The development of intensive horticulture in Almería, with a huge increase in greenhouse surface area, is related to three essential factors: climatic characteristics, groundwater use and mulching sandy soil. The purpose of the present paper is to draw a picture of the integral management of water irrigation in the intensive horticultural systems in the region, by identifying the most significant water resource contributions and alternative water resources. Results indicate that the use of groundwater for the irrigation of horticultural crops in the greenhouses presents a high degree of overexploitation of the aquifers, but due to the continuous search for alternative water resources, such as desalinated and reclaimed water, as well as in-depth knowledge of the integral management of water irrigation through automated fertigation and localized irrigation systems, the current status of the water resources could be sustainable.
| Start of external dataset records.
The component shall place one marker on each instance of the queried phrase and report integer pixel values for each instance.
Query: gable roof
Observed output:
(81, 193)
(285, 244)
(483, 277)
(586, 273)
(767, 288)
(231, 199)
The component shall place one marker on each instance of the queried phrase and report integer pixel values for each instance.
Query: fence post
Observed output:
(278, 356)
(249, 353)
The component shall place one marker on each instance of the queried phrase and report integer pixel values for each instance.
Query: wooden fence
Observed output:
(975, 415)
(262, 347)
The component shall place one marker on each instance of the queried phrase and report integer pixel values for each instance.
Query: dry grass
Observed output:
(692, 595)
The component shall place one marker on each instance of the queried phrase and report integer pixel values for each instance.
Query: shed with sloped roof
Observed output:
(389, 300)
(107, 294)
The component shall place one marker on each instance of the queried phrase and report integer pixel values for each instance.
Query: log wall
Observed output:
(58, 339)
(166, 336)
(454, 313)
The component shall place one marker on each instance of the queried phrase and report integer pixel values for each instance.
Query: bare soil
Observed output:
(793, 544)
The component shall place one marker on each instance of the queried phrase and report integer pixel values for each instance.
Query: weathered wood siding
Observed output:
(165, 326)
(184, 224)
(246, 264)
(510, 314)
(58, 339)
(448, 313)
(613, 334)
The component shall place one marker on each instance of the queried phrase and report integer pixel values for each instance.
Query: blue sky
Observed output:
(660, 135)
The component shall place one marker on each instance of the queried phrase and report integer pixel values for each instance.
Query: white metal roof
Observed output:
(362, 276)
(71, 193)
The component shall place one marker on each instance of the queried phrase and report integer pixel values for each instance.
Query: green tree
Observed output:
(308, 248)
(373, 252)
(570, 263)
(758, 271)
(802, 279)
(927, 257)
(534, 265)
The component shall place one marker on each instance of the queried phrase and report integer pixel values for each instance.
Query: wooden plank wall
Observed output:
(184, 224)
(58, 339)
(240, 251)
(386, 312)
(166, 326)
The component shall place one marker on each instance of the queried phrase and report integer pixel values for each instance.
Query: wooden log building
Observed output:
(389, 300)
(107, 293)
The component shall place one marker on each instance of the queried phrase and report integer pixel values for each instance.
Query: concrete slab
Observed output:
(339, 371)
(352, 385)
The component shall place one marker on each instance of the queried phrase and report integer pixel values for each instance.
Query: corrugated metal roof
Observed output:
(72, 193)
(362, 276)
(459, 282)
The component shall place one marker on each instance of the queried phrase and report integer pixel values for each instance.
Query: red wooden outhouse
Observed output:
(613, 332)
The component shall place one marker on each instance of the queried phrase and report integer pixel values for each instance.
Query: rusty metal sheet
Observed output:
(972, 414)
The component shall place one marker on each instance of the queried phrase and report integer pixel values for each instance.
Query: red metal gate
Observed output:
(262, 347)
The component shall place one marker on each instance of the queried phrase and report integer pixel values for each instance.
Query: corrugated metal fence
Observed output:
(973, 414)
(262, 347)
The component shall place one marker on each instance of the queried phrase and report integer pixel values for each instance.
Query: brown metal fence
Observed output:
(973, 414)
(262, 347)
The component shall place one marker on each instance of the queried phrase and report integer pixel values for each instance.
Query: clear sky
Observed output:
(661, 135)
Moreover, being conscious of the pollution generated by agricultural leachates, the horticultural system of Almería is implementing complementary sustainable systems such as recirculation, cascade cropping systems and phytodepuration for the reuse of the leachate. Considering all these factors, it can be concluded that the intensive horticultural system is on the right path towards respecting the environment and being sustainable in terms of water use.

Suggested Citation

  • Pedro Garcia-Caparros & Juana Isabel Contreras & Rafael Baeza & Maria Luz Segura & Maria Teresa Lao, 2017. "Integral Management of Irrigation Water in Intensive Horticultural Systems of Almería," Sustainability, MDPI, vol. 9(12), pages 1-21, December.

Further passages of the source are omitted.